Why? Whence the train fascination? Why does even Transport Blog obsess about trains, when trains are such economically stupid things compared to cars?
Part of the answer is surely aesthetic. Trains go in those lovely elegant curves. Trains don’t get stuck in train jams and produce nothing but fumes for twenty minutes. (They do get stuck from time to time. But mostly they don’t get stuck.) Above all, trains don’t need huge, huge train parks to park in. They just carry on trundling around.
Cars, on the other hand, have turned a substantial percentage of the surface of the earth into a place whose only purpose is to be purposeful. The biggest bridges and the most intricate motorway interchanges have genuine beauty and grandeur. But most car infrastructure is every bit as dull and clunky and messy and uninspiring as the word infrastructure itself is.
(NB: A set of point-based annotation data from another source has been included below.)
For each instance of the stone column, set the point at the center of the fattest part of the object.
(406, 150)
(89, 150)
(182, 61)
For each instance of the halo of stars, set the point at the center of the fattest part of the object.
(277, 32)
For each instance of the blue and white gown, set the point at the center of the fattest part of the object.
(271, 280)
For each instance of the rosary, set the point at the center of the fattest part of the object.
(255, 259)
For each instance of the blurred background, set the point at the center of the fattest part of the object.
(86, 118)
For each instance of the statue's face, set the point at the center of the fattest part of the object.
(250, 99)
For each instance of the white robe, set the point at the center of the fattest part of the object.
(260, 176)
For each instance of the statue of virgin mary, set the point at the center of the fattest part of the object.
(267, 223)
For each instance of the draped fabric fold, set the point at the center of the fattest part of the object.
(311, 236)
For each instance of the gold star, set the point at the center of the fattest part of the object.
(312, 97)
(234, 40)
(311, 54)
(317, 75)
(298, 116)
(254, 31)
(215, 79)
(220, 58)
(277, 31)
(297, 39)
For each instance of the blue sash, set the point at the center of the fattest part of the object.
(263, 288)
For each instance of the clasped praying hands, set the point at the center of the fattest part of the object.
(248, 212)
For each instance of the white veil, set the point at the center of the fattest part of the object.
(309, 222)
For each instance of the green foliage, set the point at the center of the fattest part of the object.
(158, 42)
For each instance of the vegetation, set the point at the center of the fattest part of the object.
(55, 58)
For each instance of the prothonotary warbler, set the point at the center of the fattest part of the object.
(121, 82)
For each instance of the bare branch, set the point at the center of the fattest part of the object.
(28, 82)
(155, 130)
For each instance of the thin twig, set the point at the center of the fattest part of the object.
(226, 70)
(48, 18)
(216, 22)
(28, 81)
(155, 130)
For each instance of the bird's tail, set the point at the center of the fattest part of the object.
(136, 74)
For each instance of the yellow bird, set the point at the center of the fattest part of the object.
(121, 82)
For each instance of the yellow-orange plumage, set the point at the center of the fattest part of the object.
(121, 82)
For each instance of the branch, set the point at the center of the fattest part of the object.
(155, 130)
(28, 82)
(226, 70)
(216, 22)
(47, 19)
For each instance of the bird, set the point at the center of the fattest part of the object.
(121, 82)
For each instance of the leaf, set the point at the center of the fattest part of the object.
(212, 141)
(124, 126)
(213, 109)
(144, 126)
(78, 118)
In particular, car parks are an almost total aesthetic negative, in most people’s eyes. Car parks pave paradise. The more exciting a building is, the greater the price that seems to have to be paid in meaningless tarmac expanse surrounding it. And which is now uglier: a full car park or an empty car park? You tell me.
But it doesn’t have to be like this. Car parks aren’t just ugly; they are aesthetic no-go areas. By this I mean that mostly they are not just ugly, but are places where no attempt is now made to make them look beautiful. It is simply accepted in our culture that whereas it makes sense to try to make an office block or a sports stadium or a appartment building look cool and dandy and the sort of thing that people would want to take photos of, car parks are just incurably awful places, and we just have to put up with them and make them as un-huge as we can.
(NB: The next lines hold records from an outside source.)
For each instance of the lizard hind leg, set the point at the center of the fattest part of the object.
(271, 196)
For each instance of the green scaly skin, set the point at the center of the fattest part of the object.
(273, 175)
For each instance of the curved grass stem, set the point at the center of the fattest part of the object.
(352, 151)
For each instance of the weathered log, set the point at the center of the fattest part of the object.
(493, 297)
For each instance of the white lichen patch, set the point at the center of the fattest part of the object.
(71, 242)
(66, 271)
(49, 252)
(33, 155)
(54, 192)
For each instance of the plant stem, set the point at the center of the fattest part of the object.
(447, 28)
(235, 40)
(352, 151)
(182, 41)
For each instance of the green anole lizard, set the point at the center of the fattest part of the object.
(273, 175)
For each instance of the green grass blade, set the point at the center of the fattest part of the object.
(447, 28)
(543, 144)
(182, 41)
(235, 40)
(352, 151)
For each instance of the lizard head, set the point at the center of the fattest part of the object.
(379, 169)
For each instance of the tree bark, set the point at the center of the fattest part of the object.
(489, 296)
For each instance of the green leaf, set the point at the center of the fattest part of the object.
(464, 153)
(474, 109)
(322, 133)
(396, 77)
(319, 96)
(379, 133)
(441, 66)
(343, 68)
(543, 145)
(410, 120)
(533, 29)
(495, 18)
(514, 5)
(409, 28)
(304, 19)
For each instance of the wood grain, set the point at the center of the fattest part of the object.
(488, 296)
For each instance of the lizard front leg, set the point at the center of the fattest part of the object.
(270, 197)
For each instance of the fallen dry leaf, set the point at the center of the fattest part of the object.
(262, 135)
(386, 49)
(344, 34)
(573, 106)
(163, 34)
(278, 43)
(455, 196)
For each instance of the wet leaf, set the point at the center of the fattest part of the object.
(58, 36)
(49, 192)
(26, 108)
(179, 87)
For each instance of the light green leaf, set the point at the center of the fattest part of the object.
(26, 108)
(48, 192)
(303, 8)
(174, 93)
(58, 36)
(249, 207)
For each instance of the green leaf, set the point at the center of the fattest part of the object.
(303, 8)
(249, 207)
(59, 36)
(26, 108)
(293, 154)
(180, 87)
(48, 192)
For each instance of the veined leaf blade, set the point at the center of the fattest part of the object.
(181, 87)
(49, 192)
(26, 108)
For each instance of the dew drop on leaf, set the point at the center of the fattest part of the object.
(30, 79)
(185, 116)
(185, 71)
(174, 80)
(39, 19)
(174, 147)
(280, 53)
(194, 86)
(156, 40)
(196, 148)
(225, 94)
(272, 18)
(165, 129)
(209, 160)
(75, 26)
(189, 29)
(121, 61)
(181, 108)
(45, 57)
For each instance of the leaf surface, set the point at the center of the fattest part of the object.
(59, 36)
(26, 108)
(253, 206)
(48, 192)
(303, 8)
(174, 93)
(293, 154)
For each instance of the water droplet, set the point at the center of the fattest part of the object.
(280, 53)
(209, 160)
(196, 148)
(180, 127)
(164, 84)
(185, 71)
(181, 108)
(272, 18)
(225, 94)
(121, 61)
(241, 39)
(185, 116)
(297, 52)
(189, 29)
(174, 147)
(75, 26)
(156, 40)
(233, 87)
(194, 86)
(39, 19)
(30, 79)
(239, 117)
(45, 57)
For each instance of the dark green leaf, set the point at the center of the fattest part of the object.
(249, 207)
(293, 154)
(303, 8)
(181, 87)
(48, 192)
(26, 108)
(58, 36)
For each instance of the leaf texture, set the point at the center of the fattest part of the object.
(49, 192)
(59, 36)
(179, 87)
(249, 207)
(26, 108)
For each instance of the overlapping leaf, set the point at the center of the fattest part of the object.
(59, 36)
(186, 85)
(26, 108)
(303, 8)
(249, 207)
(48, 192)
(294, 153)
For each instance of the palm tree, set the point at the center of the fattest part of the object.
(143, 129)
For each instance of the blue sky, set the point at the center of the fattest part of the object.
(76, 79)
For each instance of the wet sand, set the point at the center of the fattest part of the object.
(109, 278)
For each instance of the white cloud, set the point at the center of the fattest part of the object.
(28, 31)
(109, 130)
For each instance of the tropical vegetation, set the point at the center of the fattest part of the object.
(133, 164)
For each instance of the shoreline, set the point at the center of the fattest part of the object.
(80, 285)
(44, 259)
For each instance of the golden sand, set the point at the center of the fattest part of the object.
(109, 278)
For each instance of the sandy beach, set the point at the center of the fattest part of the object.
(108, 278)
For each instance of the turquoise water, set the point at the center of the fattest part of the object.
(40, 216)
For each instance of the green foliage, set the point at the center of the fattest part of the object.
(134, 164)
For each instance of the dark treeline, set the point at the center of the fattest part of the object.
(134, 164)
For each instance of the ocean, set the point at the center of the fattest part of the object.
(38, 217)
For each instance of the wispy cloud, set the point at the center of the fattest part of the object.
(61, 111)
Well, correction. Trees are often planted in among car parks. But to believe that only trees can beautify a car park is, in a way, to accept the very point I am saying should be challenged. Do we really have to accept that the only way to make tarmac surfaces look good is to punch little holes in it and allow weedy, smoke encrusted and apologetic little plants to peep through (and then shed leaves everywhere)? Cannot a car park, by virtue of its own carparkness, be as beautiful in its own right as a tree?
Car parks could look great, surely.
Anyway, what I would like to see is a serious attempt by architects and designers to make car parks into things of beauty, and a quite deliberate acceptance of the fact, which it surely is, that doing this would amost certainly mean spending extra money.
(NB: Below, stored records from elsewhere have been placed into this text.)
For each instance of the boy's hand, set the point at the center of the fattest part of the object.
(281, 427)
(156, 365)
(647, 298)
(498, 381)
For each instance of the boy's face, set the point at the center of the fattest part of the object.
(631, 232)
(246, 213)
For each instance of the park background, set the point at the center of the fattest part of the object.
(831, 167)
But so what? There is no law that says that a car park should not be so amazing that people would actually visit it, and pay extra to park in it and to photograph their car in it, and buy picture postcards of it seen from the air the way they do of the Sydney Opera House or St Paul’s Cathedral. In the hands of a great designer, could not a car park be paradise?
For people who are supposed to ‘worship the motorcar’, we sure are crap at building car cathedrals.
Two general suggestions. One: as per Sydney Opera House, think curves. Avoid rectangles. This actually makes driving sense. The sharp right angle turn saves space, of course it does. But it is not fun to drive in sharp turns. Curves make driving sense. And of course curves give you all kinds of chances to make places that look great.
Two: spend money to get away from total flatness. At present, aesthetics tends to forbid turning hills into car parks, because hills are too beautiful thus to ruin, even if a car park carved into a hillside might be a lot nicer. So build slopes and hills and intersecting ramps. Advantage: tourists can take good three-d photos without having to hire helicopters or climb towers. Eventually, places with frankly rather drab looking lumps of earth (hills) would be asking successful car park designers to turn their boring earthly protuberances into groovy car parks.
Questions. First, of course: am I, approximately speaking, on to something? Two: are there already examples in the world of car parks built in the manner I suggest, with the kind of aesthetic and financial exuberance I would like to see? Surely yes. Three: are there any rejected or fantasy car park designs along the lines I suggest? Surely yes again. Pictures and links to pictures appreciated.